Os resultados do primeiro turno das eleições presidenciais produziram duas importantes novidades na política brasileira. Em primeiro lugar, a votação obtida por Aécio Neves e por Marina Silva sinaliza, pela primeira vez nos últimos doze anos, que as oposições têm uma chance real de derrotar o PT e mudar a política do país. Em segundo lugar, tão importante quanto isso, é o fato de Marina – que tende a apoiar o senador Aécio no 2º. turno – estar propondo que a unidade das oposições seja definida pela natureza dos entendimentos entre o seu grupo, o candidato e o PSDB em torno de pontos programáticos. Em muitos anos, esta também é a primeira vez que a sociedade brasileira verá uma aliança política estratégica colocar, na frente da discussão legítima sobre a ocupação de posições de governo, temas e propostas de interesse público. Algo nisso ecoa o que pediram as vozes das ruas em 2013.
A decisão de Marina Silva resulta de uma mudança importante na sua postura política. Em 2010, depois de surpreender o país e obter a aprovação de quase 20 milhões de votos para as suas posições, ela permaneceu em uma posição de neutralidade no 2º. turno, ficando vulnerável por vezes a críticas em face do que poderiam ser suas responsabilidades para influenciar os resultados finais do processo eleitoral daquele ano. Desta vez, no entanto, ela está indo mais longe, e está chamando a atenção para o que deveria definir o sentido dos próximos passos: o Brasil quer mudanças, os eleitores mostraram isso, e nem ela ou Aécio podem virar as costas para esse clamor.

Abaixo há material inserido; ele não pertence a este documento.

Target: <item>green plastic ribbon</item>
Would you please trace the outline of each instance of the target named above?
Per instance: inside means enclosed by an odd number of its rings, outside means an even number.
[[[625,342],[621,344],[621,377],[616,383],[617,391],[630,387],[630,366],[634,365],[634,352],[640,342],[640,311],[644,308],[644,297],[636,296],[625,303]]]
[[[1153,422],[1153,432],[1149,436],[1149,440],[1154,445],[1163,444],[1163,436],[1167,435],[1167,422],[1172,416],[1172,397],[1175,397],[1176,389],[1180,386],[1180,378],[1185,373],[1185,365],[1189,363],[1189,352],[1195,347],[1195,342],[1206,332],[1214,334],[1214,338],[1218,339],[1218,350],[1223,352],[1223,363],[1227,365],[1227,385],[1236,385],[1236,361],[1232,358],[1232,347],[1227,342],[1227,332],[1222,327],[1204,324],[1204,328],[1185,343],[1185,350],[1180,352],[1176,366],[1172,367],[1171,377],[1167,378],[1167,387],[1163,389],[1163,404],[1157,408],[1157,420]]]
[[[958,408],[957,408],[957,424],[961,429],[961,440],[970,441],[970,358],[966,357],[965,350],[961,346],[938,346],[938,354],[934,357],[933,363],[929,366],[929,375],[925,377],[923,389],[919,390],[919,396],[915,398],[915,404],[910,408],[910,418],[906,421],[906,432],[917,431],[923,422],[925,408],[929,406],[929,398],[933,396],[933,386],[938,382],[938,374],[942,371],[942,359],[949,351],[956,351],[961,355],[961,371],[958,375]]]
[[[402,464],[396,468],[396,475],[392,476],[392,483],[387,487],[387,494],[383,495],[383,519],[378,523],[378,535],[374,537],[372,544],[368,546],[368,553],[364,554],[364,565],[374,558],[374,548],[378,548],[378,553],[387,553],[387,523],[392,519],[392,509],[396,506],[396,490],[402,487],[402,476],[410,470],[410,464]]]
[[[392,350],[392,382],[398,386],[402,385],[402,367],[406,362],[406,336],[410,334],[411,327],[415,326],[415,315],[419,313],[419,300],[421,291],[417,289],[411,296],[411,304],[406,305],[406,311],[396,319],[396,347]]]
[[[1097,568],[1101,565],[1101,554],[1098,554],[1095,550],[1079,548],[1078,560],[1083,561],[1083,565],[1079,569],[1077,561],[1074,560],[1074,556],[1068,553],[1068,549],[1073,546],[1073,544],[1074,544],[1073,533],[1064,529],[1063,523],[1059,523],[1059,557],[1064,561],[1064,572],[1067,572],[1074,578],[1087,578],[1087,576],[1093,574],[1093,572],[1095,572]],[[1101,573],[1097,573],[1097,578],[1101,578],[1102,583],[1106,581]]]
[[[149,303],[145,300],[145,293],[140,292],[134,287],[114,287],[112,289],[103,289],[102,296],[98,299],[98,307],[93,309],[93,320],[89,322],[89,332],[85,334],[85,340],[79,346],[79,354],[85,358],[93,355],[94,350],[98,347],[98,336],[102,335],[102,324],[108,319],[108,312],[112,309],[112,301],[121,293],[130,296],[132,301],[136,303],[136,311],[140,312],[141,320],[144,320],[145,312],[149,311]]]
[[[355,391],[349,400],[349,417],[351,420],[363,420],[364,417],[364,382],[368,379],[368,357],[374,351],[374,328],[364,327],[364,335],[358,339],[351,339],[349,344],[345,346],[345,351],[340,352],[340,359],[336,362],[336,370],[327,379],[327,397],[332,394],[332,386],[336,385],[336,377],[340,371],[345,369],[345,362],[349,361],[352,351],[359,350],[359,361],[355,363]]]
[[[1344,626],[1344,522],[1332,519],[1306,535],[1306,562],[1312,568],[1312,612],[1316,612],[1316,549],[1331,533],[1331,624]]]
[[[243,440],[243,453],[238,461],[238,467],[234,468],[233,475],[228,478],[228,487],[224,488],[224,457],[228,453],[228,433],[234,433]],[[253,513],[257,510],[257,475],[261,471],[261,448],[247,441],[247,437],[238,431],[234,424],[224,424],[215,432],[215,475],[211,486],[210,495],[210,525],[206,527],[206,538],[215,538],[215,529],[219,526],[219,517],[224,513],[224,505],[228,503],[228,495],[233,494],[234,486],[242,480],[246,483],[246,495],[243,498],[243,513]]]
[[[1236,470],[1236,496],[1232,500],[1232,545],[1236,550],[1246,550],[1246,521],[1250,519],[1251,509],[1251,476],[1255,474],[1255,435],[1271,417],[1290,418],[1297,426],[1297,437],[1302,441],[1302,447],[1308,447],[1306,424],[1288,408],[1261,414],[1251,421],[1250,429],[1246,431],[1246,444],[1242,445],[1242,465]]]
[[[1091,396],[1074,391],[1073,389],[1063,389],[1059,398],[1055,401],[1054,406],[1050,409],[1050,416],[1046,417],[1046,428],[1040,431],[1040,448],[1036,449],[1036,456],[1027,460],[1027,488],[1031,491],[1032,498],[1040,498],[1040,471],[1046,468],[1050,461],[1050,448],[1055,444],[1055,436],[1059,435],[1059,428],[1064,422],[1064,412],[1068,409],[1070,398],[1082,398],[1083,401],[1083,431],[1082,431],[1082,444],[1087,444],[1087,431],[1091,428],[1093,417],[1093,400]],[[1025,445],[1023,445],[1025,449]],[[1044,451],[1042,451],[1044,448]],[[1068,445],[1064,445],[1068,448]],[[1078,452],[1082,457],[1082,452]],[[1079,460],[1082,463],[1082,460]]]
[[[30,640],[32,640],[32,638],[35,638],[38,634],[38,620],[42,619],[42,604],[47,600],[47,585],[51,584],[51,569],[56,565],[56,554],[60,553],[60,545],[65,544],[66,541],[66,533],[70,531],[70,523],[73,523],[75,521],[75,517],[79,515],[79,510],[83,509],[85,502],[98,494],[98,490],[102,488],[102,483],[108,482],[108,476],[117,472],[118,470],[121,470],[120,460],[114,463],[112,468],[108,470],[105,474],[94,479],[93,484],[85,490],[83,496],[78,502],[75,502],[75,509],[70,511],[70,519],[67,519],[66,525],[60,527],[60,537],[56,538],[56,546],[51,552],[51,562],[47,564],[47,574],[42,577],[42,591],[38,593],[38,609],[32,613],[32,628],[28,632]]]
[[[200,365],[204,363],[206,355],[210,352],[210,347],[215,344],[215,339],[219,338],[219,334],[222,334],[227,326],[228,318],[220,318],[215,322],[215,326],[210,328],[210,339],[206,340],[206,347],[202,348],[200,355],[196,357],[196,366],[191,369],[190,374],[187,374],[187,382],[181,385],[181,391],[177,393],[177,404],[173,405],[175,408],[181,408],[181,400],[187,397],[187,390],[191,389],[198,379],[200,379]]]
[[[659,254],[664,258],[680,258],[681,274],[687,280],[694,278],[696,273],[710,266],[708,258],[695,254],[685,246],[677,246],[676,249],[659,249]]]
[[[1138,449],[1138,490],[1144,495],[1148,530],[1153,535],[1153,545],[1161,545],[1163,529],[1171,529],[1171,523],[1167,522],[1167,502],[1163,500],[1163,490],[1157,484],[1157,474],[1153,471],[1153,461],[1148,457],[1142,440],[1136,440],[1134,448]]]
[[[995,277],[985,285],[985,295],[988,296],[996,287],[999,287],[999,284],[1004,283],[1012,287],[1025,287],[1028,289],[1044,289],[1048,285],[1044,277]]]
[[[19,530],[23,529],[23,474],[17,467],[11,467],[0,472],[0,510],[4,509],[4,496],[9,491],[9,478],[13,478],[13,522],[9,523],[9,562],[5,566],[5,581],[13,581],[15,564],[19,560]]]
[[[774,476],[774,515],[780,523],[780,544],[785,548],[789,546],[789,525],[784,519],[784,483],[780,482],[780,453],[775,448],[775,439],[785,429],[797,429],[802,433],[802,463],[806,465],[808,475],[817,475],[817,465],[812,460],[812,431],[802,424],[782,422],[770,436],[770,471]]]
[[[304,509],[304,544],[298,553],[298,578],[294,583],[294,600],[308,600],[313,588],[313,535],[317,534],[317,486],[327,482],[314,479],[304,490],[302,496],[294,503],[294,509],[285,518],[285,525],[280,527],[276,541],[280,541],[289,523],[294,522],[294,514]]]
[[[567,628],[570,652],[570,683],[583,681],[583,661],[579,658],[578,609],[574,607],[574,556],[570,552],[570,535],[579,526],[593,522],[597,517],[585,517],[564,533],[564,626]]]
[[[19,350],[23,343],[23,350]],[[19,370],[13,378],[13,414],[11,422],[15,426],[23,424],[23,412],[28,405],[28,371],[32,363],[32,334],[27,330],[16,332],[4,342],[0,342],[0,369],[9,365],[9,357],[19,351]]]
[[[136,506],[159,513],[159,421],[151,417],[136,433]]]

Não é improvável que as agressões sofridas de parte da campanha de Dilma Rousseff tenham influenciado, em parte ao menos, a decisão dela, pois apontou para um modo brutal de fazer política que ela rechaça. Mas o sentido dos novos passos vão além disso e mostram que, como ocorre em outras culturas políticas, a experiência e o processo políticos duros e contraditórios também servem para moldar a emergência de novas lideranças democráticas. Aécio também sinalizou nessa direção ao se dispor a abrir o seu programa e examinar os pontos de convergência que os aproximam do que o país espera dessa nova fase. Há algo de novo nisso, além de puro calculo racional.
Que pontos estarão em jogo na negociação? Em primeiro lugar, a necessidade de o país voltar a crescer para reduzir as desigualdades de forma efetiva, mas sem omitir o exame crítico das implicações do crescimento para o desenvolvimento sustentável. Ambos também sustentaram a necessidade de se dar um basta à conivência com a corrupção e aos retrocessos que marcam a ação do governo do PT nos últimos anos: a confusão entre partido e Estado e a cooptação de organizações da sociedade civil. Também estará no centro do debate a necessidade de o país superar a ineficiência e as distorções dos serviços públicos, os déficits de acesso a direitos fundamentais, e as exigências que isso traz para as políticas de educação, saúde e segurança pública. A janela de oportunidades está aberta, cabe a ambos saber aproveitá-la.
Fonte: O Estado de S.Paulo, 22/10/2014.